As scrutiny grows over greenhouse emissions and energy usage, producers like us look hard at energy recovery, plant emissions, and supply chain efficiency. The air we separate for Argon contains only about 0.93% by volume, so it makes sense that the process can be energy-intensive. Our operations team focuses on heat exchange efficiency, advanced insulation materials, and real-time leak detection to push performance higher each year. Recovering and reusing process gas vented during start-up or transfer operations helps cut overall footprint.
Some industry groups have promoted switching to electrically powered air separators and ramping up renewable inputs. The key hurdle remains around stable electric supply and matching process demand to periods when this is possible. Onsite solar or grid-purchased green power are valid approaches in select plant locations, but base demand often exceeds what’s realistic from renewables alone. Dialing in process scheduling to use power off-peak helps both bottom line and grid stability. Waste nitrogen produced alongside our Argon streams goes to nearby users or gets vented using best-practice dispersal, minimizing local impact.
We participate in regional efforts to find secondary uses for process residuals and to recycle packaging and shipping containers.
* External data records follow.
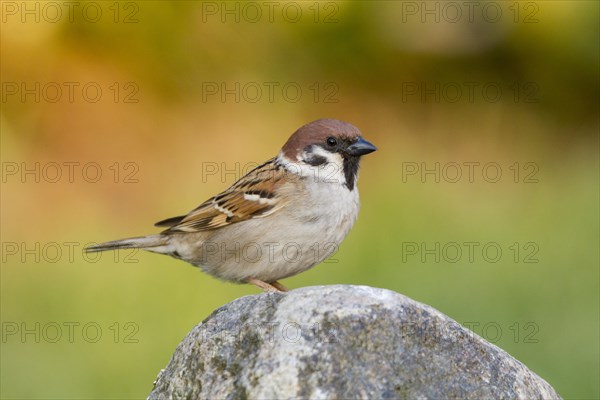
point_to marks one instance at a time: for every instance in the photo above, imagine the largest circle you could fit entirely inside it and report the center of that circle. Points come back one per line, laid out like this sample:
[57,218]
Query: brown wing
[255,195]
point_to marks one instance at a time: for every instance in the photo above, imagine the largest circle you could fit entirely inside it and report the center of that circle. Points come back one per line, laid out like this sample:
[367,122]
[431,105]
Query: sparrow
[280,219]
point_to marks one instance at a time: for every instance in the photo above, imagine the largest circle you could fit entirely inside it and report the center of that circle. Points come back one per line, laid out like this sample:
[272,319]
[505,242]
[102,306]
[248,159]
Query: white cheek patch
[331,171]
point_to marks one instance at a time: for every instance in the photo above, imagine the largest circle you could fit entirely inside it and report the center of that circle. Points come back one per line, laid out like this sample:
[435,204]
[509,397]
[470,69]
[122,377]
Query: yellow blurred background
[482,200]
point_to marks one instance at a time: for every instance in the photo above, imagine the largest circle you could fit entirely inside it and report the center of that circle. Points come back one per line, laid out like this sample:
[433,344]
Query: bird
[283,217]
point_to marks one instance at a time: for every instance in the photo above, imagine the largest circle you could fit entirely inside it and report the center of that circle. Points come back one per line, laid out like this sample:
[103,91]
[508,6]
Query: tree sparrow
[282,218]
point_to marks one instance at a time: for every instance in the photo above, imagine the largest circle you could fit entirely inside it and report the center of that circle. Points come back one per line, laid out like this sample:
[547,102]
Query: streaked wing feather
[253,196]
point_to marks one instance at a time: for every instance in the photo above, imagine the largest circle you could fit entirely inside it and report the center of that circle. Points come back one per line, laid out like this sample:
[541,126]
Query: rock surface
[340,342]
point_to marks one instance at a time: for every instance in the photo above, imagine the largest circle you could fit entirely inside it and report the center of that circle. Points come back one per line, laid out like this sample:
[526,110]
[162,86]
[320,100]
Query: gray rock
[340,342]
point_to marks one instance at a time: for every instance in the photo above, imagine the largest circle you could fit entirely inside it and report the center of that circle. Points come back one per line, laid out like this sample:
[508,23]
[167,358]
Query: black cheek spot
[315,160]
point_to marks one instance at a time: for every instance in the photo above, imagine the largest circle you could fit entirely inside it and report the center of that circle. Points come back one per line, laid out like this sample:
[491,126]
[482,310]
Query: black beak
[360,148]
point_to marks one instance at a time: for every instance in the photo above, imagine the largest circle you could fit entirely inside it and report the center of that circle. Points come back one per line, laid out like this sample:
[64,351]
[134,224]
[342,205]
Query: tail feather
[155,243]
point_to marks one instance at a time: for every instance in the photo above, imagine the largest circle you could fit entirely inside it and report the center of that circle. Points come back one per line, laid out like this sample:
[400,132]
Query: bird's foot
[267,287]
[279,286]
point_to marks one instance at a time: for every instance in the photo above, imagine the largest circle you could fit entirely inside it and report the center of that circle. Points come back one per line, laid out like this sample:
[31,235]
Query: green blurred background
[400,71]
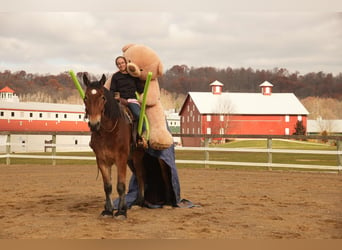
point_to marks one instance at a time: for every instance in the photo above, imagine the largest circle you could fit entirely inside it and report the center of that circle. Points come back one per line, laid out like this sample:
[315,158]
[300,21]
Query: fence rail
[206,149]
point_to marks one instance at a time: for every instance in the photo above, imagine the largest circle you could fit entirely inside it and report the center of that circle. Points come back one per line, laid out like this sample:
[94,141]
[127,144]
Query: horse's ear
[103,79]
[85,79]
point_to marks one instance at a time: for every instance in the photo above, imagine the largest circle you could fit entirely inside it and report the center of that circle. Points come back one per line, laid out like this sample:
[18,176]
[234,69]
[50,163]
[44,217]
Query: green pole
[143,104]
[77,84]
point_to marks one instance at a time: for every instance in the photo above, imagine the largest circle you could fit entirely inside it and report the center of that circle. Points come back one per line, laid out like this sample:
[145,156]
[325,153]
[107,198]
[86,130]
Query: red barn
[263,113]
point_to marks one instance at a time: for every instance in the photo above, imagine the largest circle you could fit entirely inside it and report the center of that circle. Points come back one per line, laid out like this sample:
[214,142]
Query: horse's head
[94,101]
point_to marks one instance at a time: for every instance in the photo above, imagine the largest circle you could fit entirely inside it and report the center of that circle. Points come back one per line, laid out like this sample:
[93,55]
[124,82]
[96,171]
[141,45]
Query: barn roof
[39,106]
[247,103]
[6,90]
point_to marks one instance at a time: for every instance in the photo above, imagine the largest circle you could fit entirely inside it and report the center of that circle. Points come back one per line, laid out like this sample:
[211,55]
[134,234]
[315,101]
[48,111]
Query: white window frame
[287,118]
[287,131]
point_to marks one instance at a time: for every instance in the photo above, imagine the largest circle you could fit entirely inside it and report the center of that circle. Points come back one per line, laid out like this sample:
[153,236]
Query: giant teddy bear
[141,60]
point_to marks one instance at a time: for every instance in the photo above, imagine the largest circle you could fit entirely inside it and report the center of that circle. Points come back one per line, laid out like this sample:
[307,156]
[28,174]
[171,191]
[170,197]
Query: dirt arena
[64,202]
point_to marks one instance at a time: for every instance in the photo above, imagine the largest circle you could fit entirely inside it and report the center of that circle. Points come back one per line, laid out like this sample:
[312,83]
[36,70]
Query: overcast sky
[50,39]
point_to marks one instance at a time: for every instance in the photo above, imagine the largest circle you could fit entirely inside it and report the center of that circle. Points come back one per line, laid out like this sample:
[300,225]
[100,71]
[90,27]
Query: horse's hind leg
[107,185]
[121,187]
[140,174]
[166,175]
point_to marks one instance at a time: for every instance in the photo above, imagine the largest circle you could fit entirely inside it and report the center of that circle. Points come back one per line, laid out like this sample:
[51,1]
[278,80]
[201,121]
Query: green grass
[283,158]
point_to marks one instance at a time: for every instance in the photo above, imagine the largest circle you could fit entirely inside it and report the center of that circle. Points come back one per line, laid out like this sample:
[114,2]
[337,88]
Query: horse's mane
[112,108]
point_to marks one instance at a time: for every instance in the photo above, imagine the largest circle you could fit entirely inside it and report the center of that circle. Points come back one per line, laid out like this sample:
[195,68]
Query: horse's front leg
[121,165]
[107,185]
[139,171]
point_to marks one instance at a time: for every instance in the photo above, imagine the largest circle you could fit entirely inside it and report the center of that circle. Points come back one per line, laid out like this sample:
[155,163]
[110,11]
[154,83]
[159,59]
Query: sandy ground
[64,202]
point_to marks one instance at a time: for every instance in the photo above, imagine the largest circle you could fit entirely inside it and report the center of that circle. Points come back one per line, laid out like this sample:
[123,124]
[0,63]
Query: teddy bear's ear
[160,69]
[124,48]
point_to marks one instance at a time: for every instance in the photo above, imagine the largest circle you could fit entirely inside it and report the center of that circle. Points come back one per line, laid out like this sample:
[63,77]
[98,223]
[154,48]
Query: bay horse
[112,143]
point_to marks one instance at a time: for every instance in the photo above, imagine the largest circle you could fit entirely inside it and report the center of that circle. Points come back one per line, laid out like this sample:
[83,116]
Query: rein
[112,129]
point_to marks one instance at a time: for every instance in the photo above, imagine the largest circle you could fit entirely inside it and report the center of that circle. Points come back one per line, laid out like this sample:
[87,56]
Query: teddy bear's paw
[159,146]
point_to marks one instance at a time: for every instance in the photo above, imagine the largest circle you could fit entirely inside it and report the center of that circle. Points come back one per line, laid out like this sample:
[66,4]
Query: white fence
[9,154]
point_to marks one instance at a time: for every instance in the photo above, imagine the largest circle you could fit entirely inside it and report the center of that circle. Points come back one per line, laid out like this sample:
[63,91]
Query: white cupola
[266,88]
[216,88]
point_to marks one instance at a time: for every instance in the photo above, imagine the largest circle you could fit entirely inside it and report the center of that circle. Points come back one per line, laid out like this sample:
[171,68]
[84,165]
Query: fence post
[269,153]
[54,150]
[206,153]
[8,149]
[339,155]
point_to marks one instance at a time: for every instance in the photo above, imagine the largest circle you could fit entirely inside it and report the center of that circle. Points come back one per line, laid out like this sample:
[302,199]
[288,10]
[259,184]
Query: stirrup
[142,142]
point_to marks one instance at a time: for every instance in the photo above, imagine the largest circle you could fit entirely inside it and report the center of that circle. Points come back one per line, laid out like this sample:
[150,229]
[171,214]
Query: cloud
[53,42]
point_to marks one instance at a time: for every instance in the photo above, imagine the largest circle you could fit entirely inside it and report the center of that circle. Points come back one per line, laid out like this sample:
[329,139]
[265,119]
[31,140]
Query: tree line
[320,93]
[182,79]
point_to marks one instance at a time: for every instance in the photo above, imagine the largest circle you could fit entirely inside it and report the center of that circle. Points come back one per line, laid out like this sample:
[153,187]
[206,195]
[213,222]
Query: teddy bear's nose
[131,68]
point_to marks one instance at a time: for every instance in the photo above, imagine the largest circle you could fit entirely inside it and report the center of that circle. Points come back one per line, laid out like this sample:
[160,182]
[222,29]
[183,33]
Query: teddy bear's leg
[160,138]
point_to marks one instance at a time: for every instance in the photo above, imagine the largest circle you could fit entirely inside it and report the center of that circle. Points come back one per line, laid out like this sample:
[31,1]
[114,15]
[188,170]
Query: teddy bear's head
[141,60]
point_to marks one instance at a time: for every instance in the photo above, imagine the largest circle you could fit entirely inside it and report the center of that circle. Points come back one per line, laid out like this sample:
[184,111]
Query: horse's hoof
[106,214]
[119,215]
Cryogenic valve upgrades, advanced tank coatings to extend service life, and robust training for plant operators yield measurable results. Internal contests over energy savings and leak prevention foster site-level accountability. Lessons learned get shared directly with peer facilities—not sent up a faceless chain—because they affect our margins and everyone’s environmental standing.
Liquid Argon remains a cornerstone for industries where purity, inert atmosphere, and reliable delivery make the difference between routine operation and costly rework. By producing and delivering LA-99 directly from our own lines, we stay accountable to every end user and every regulator. It’s not the kind of specialty chemical that forgives mistakes. From molecular sieve selection to final tanker fill, pride comes from rigorous daily practices, continuous improvement, and open lines with every customer—welders to wafer fabs to research labs.
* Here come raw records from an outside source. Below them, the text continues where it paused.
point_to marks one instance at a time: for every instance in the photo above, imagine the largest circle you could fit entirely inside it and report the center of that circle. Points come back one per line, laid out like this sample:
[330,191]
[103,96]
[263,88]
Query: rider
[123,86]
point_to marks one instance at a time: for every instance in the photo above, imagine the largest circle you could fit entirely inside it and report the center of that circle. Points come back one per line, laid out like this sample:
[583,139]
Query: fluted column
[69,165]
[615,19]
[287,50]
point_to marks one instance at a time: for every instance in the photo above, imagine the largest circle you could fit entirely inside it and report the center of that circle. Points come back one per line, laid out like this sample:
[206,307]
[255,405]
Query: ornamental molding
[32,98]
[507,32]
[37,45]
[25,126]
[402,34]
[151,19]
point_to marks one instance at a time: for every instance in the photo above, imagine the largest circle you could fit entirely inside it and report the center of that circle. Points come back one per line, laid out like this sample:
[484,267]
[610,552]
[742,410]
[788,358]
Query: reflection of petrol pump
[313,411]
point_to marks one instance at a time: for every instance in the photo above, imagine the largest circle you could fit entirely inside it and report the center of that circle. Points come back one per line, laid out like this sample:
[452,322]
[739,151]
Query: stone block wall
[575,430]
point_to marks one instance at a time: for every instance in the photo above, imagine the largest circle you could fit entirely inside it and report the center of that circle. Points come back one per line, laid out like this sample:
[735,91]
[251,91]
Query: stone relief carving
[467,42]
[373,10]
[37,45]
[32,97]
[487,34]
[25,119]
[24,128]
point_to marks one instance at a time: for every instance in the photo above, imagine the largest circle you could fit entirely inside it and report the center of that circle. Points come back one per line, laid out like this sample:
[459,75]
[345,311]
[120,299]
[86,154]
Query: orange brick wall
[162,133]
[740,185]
Manufacturing Liquid Argon well goes beyond hitting a purity spec. For us, it’s about real-time attention on the plant floor, knowing the local delivery dispatcher’s name, and expecting customers to walk our lines if they want to. It’s about recognizing hazardous spots from decades of incident reports and recognizing that sustainable production pays off—not just for compliance, but for plant survival. Each successful load delivered is a result of collaboration—between processor, driver, receiver, and end user, all tied together by a focus on reliability and respect for the product.
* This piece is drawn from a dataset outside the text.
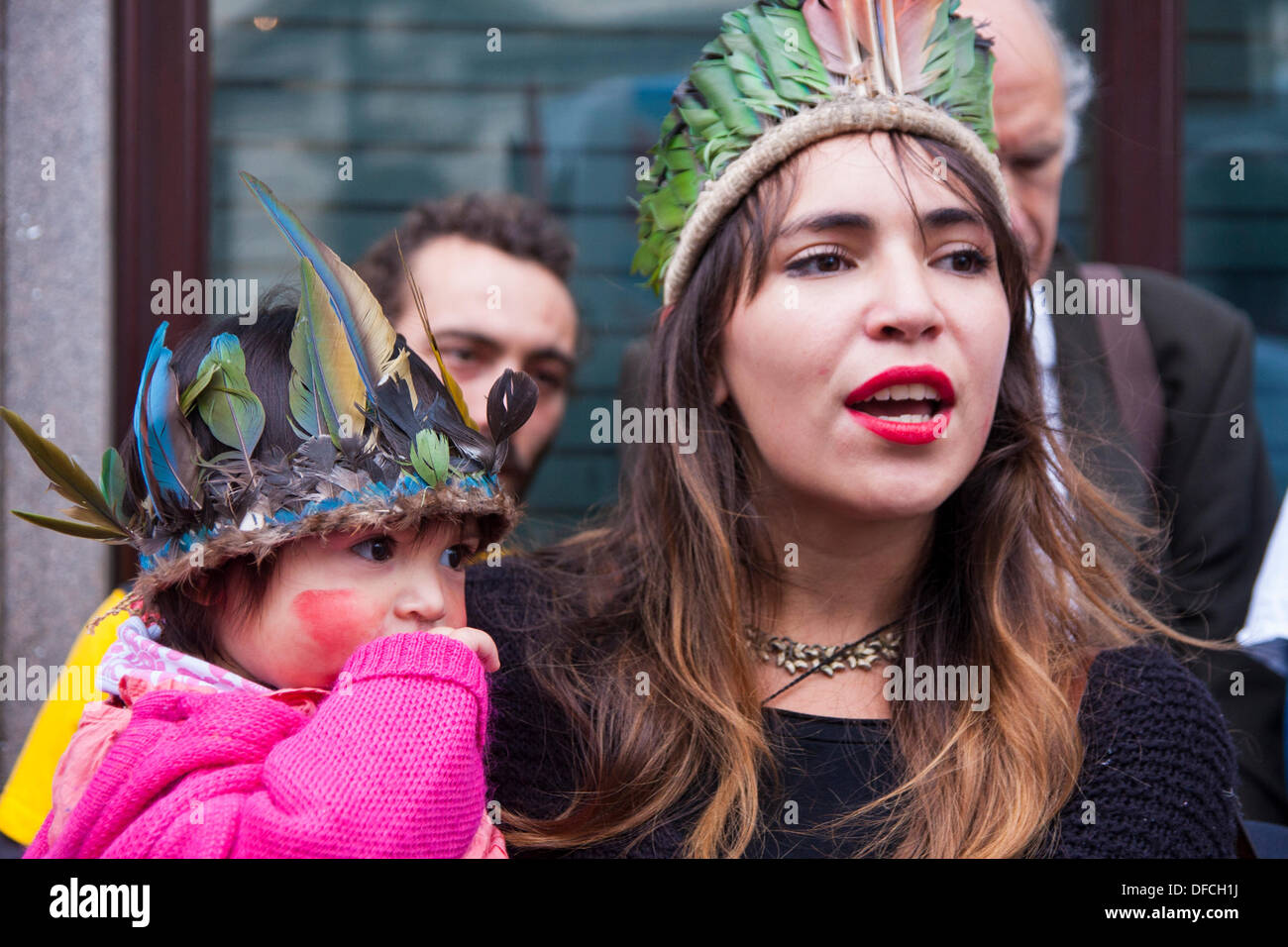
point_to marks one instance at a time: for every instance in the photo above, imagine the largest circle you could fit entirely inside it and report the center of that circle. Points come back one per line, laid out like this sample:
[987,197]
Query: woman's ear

Based on decades on the production floor and at customer sites, we have seen demand for Liquid Argon shift and grow but never vanish. Each new application—from laser sintering to advanced cryotherapy—challenges us to dial in product and service one notch tighter. Customers who bring us honest critique get the most improvements, and our team thrives on solving new technical puzzles. Our engagement as a manufacturer is full spectrum: from the molecular intricacies of distillation columns to the real-world grit of transporting, delivering, and storing thousands of kilos of liquid at -186°C day after day. That’s where our expertise shows, and where our reputation builds.